Я выгреб из карманов весь скарб, расписался, и меня провели в камеру 24, дверь которой глухо захлопнулась за мной.
Передо мной стояли двое: пятидесятилетний немец, арестованный в гостинице за поддельный паспорт, и девятнадцатилетний юноша, покушавшийся ограбить Бергер-банк.
– Здравствуйте! – сказал я. – Я новенький. Я останусь здесь до завтрашнего утра.
Ответом было молчание.
Я осмотрел внимательно камеру и нашел ее простой и безвкусной. Трое деревянных нар, открытый унитаз, два стула, стол, лампочка без абажура (какое уж тут самоубийство! – промелькнуло у меня в голове), зарешеченное окно, грязная раковина. Слава тебе, Господи, я должен провести здесь всего один день! – подумал я, и вдруг почувствовал себя бесконечно беспомощным.
Внезапно из соседней камеры раздались душераздирающие вопли, – тюремное неистовство: «Отпустите меня, отпустите, я больше не могу!» – кричал кто-то, отчаянно колотя в тяжелую железную дверь. Затем снова все стихло.
После обеда, на кофе (полдник) дешевый кофейный суррогат, буханка хлеба и к ней кусок маргарина. Я недоумевал, как справиться с хлебом и маргарином без ножа. Как в этот же миг молодой взломщик банка вытащил из-за голенища маленький складной ножик; я предостерегающе прикрыл своей спиной глазок камеры. «Мы наверняка могли бы составить неплохую команду!» – подумал я.

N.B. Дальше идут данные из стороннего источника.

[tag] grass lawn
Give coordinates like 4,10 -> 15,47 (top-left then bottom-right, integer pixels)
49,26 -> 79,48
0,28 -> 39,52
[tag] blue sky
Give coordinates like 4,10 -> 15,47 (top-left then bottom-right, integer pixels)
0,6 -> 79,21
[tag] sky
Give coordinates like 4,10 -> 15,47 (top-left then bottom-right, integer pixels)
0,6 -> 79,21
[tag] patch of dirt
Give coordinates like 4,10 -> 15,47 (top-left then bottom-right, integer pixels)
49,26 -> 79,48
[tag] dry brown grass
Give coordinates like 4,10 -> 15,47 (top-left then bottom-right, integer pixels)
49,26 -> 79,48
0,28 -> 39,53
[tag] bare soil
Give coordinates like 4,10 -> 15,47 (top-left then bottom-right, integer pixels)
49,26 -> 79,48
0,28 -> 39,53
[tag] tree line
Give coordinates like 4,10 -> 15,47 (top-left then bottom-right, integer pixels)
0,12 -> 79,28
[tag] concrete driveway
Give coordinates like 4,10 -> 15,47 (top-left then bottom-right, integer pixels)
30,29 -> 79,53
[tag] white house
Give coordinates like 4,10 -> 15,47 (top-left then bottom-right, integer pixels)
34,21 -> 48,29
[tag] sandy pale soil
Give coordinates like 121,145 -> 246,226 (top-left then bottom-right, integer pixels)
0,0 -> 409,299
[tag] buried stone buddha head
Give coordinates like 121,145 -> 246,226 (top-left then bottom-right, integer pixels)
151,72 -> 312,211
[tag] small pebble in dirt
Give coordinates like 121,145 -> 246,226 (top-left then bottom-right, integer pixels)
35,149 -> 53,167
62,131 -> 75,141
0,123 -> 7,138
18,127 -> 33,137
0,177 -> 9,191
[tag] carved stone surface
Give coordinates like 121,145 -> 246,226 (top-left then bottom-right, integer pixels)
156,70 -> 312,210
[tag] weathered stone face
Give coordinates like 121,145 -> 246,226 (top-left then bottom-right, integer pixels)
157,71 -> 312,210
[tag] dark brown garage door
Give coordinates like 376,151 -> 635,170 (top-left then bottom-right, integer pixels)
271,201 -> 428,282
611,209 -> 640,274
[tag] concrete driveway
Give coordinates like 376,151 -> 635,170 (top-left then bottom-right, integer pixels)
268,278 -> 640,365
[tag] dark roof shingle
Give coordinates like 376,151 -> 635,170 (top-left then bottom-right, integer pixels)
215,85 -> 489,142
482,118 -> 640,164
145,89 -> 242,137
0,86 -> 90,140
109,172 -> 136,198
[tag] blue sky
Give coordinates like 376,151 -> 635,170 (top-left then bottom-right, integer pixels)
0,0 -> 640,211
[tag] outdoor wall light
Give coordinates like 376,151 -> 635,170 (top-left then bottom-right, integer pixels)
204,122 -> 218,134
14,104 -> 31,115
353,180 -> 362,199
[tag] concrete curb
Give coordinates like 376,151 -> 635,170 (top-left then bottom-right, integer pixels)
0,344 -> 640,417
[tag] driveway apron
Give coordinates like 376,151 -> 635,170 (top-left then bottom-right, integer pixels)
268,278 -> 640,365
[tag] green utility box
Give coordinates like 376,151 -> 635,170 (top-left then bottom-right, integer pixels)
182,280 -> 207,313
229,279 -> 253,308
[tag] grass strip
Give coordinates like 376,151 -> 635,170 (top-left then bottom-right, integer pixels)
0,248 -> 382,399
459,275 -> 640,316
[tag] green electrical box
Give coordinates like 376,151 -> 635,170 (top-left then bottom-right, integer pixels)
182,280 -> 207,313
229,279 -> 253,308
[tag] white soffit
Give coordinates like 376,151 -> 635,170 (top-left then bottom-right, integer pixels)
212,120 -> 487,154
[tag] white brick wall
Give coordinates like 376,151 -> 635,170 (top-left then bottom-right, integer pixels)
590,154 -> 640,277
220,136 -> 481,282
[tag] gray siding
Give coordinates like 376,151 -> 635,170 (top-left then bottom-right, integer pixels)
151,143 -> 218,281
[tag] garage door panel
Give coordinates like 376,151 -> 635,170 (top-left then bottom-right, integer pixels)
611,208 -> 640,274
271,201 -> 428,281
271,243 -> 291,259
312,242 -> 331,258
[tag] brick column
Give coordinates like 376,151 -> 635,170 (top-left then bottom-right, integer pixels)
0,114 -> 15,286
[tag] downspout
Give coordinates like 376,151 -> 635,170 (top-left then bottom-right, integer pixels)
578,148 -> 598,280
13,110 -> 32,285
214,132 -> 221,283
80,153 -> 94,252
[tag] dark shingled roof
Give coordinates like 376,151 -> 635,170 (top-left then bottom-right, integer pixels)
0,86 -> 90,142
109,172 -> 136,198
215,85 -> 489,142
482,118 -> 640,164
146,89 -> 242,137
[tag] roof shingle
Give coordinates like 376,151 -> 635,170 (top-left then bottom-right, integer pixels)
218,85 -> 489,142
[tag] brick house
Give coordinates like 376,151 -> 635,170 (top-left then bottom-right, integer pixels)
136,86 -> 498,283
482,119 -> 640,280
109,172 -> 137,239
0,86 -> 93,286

Было воскресенье, 9 часов. Шумно открыл камеру служащий и попросил меня следовать за ним. На выходе мне возвращают мои вещи.
– Мы взяли из вашего портмоне 70 шиллингов за ночлег и пропитание, – говорит мне человек в штатском. – Распишитесь здесь, пожалуйста!
Во мне вспыхнуло возмущение. Арестованные и в самом деле лишены всех прав! Я столько раз слышал об этом – и вот теперь убедился сам.
И я шагнул в холодный, дождливый ноябрьский день.